Yasutomo Segawa*, Motonobu Kuwayama, Yuh Hijikata, Masako Fushimi, Taishi Nishihara, Jenny Pirillo, Junya Shirasaki, Natsumi Kubota, Kenichiro Itami*
Science 2019, 365, 272-276. DOI: 10.1126/science.aav5021
カテナンや分子ノットといったトポロジカル構造は分子マシンのユニットとして期待される一方で、合成には配位性・極性の置換基が必須であった。今回我々は、ケイ素を用いた新たな合成戦略によって、パラ位でつながったベンゼン環のみからなるカテナンとトレフォイルノットの合成・構造決定・性質解明に成功した。
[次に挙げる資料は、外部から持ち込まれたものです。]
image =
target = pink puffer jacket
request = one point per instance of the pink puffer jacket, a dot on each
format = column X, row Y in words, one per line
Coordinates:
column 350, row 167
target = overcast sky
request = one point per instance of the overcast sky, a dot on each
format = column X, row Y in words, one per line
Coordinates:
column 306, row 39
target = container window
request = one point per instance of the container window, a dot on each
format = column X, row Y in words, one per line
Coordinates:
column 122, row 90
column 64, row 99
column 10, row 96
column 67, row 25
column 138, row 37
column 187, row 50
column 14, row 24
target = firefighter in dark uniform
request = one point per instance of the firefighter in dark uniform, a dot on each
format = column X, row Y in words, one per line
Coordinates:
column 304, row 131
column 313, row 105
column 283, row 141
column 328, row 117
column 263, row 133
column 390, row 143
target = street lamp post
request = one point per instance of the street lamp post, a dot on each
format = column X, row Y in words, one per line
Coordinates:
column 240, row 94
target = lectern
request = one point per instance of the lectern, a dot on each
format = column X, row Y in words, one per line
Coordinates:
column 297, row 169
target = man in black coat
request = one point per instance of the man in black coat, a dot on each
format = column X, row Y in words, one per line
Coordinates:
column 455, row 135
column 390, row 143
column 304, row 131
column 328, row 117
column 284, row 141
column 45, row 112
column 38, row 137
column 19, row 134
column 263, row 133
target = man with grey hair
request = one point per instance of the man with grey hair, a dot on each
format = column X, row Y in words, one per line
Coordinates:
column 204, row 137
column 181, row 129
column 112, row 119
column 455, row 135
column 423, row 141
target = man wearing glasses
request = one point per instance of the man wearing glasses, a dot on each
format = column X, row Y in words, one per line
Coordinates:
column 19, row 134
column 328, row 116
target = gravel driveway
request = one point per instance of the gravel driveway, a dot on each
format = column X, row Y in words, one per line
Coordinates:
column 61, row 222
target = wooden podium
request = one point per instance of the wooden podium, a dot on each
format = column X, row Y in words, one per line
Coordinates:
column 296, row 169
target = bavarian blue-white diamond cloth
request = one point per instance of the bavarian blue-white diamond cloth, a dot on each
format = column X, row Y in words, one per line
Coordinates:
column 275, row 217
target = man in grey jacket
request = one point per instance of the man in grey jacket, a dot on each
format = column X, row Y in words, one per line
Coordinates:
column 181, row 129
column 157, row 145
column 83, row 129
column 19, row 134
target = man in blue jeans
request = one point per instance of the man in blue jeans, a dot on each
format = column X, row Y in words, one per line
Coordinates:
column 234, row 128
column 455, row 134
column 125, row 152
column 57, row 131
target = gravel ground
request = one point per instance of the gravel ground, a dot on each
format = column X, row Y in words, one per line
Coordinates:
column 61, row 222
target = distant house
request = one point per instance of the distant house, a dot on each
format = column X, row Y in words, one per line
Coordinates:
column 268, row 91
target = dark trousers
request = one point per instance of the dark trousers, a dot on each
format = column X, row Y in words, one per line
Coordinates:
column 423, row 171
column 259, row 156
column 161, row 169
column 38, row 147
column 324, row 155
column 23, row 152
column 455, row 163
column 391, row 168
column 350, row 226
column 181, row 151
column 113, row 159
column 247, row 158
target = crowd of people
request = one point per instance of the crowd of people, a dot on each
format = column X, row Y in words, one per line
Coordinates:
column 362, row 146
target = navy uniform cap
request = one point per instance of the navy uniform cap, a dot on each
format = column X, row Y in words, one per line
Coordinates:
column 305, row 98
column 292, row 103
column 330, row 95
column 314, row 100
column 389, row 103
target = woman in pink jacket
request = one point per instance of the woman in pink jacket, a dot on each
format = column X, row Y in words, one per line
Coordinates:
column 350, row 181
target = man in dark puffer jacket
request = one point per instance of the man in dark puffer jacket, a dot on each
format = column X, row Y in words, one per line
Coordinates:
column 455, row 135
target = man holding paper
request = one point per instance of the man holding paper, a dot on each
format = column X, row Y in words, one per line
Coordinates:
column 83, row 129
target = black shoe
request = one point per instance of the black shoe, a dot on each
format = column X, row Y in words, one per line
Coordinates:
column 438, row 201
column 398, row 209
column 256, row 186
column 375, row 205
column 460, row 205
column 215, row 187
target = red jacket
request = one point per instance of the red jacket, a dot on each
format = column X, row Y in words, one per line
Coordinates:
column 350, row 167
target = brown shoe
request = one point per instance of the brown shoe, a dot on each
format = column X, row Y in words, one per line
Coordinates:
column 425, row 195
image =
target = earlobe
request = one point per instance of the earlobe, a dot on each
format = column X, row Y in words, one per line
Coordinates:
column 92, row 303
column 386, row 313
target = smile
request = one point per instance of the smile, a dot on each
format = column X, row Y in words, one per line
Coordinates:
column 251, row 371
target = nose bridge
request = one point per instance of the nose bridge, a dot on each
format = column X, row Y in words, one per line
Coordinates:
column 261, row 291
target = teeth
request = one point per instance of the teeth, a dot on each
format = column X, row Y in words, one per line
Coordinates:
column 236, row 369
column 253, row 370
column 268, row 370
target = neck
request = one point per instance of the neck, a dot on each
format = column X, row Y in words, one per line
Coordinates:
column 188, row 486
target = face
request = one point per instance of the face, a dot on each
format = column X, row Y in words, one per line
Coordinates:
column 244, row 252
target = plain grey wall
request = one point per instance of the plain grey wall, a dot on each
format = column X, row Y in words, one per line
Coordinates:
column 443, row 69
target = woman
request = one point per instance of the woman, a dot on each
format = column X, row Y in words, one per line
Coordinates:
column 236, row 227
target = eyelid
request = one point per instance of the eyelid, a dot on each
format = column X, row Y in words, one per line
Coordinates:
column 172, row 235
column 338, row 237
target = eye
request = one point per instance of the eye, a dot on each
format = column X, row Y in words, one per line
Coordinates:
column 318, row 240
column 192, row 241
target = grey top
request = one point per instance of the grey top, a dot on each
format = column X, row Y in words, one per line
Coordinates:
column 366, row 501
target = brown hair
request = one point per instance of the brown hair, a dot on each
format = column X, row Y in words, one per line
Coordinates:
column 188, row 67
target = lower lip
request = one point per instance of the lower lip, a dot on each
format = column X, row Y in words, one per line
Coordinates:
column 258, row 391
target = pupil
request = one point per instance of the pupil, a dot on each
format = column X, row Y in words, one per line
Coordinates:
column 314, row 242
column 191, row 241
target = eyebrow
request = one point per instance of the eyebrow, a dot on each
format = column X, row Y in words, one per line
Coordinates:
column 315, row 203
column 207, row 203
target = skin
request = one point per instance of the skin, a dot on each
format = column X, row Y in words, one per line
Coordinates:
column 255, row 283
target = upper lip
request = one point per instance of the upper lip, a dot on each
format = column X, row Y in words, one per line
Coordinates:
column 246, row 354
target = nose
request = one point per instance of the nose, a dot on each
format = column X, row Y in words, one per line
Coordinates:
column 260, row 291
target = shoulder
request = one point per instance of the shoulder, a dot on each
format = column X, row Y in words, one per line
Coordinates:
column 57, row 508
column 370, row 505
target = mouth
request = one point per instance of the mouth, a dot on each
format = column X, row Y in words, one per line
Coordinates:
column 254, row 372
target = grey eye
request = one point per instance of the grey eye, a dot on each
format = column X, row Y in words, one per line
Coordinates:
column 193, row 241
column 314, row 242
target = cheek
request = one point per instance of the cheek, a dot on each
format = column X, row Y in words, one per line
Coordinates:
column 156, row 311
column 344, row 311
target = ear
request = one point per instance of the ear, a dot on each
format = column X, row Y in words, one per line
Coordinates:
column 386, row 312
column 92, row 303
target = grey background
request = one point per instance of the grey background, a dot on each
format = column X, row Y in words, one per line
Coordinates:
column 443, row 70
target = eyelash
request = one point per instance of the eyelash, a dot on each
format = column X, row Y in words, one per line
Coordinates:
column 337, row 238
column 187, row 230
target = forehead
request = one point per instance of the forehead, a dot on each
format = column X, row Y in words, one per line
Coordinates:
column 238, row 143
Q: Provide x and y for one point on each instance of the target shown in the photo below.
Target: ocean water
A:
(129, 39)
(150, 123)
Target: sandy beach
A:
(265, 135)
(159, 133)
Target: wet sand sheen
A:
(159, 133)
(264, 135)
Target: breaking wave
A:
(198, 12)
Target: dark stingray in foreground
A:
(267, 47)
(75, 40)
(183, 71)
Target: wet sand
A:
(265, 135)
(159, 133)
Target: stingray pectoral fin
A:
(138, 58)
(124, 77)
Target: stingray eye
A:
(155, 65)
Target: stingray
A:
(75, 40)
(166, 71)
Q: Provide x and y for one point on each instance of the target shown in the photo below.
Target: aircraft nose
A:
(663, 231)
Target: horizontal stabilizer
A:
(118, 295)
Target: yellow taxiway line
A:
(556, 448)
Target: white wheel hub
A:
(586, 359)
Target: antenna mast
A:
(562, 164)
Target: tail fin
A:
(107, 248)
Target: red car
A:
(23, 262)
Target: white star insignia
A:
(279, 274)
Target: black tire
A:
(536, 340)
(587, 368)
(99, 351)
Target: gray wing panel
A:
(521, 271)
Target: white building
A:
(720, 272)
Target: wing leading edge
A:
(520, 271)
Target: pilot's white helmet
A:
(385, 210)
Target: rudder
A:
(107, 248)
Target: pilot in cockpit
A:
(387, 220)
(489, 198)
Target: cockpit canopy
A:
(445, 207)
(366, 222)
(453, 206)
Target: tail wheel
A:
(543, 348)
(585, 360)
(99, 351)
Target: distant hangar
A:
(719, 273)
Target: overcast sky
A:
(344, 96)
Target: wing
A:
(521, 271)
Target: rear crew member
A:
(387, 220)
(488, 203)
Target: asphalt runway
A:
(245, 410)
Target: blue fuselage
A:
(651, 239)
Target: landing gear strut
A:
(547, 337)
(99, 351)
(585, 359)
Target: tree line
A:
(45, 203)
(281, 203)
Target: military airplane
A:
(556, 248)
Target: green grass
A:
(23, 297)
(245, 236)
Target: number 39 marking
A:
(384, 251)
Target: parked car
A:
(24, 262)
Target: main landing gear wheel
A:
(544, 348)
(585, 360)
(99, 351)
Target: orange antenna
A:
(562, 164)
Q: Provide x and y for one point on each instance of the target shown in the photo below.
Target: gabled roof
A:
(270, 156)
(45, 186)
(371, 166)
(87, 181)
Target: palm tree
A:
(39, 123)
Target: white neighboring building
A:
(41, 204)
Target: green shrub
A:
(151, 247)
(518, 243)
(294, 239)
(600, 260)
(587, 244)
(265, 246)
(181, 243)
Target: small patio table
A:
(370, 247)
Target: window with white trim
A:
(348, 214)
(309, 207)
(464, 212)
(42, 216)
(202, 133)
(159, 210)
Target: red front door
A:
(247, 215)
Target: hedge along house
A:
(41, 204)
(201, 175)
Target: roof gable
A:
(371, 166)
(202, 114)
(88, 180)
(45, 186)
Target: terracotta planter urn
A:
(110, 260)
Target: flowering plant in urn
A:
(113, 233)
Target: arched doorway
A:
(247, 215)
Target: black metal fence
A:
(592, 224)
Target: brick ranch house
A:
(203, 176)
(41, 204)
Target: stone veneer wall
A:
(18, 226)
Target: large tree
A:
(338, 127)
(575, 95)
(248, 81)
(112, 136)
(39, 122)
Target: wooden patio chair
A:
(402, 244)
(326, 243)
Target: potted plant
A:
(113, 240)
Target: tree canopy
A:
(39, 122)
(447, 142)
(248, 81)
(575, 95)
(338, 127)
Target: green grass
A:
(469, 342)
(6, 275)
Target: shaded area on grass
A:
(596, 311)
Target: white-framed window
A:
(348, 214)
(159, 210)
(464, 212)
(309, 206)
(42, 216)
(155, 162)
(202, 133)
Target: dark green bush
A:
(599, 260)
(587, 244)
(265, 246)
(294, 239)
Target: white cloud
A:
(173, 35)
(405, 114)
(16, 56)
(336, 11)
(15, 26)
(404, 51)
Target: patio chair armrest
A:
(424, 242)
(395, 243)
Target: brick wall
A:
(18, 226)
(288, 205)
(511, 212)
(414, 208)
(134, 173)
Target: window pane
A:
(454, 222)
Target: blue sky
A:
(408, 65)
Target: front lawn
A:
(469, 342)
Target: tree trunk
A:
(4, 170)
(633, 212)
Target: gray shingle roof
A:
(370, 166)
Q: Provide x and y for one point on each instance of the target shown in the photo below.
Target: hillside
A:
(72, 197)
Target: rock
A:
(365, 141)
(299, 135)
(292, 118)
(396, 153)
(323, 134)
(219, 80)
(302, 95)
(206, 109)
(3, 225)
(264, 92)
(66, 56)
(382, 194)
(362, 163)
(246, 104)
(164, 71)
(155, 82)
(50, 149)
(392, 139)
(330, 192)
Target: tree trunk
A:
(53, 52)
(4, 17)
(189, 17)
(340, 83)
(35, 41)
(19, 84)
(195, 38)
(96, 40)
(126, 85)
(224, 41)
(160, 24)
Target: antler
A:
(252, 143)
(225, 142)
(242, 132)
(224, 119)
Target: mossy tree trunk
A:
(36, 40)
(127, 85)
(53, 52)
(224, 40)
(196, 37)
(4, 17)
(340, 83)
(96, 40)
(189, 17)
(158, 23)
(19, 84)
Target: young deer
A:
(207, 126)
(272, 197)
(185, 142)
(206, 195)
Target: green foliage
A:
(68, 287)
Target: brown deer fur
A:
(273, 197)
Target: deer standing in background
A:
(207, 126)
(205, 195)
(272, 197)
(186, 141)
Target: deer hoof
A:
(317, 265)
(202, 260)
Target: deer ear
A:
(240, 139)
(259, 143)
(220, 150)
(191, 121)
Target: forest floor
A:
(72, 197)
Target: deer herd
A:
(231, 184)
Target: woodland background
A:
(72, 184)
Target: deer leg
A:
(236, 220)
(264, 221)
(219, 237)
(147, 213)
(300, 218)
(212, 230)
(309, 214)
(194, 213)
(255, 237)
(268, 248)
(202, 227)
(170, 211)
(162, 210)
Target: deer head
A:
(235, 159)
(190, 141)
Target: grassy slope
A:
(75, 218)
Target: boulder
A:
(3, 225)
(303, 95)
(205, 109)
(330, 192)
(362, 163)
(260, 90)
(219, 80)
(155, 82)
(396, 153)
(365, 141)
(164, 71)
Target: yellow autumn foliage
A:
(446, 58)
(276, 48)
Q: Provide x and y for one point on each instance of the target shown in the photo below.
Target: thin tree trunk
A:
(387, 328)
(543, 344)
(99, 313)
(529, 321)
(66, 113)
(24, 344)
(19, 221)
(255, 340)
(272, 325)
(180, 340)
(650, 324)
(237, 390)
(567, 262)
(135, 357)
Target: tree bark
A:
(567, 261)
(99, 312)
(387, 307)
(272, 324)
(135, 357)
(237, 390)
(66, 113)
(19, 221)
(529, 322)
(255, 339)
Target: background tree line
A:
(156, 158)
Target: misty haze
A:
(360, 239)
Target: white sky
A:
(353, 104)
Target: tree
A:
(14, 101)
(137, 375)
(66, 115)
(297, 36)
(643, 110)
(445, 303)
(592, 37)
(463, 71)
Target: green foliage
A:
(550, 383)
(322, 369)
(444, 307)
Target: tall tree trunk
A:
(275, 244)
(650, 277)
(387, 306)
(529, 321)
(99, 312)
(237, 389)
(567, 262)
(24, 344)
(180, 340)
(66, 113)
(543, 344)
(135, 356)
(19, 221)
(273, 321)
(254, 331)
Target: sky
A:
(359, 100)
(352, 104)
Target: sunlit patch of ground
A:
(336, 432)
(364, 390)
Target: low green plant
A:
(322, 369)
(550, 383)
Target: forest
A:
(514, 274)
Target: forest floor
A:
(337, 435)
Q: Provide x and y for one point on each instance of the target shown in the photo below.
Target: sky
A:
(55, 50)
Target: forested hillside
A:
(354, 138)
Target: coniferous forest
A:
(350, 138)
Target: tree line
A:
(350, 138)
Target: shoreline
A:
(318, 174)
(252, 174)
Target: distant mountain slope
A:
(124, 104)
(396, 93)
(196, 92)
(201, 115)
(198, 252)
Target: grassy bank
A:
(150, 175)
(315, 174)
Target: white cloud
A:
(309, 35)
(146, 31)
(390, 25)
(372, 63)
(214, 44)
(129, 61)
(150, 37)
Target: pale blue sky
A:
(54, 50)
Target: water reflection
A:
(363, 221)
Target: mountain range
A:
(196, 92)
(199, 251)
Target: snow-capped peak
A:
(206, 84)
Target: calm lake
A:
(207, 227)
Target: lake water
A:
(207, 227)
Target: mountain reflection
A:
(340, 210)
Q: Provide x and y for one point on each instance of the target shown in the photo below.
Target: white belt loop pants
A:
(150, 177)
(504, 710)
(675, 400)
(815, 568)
これらの分子を単離したことで、カテナン構造を介した励起エネルギーの速やかな移動、左結び・右結びに由来するトポロジカルキラリティ、トーラス表面を這うようなノットの動的挙動といった興味深い性質を明らかにした。トレフォイルノットは最小のトーラスノットとしてトポロジーの観点からつながりの深い構造であり、今回合成したオールベンゼントレフォイルノットはカーボンナノトーラスの部分構造となることから、本研究は複雑なトポロジーをもつナノカーボンの精密合成に道を拓く成果である。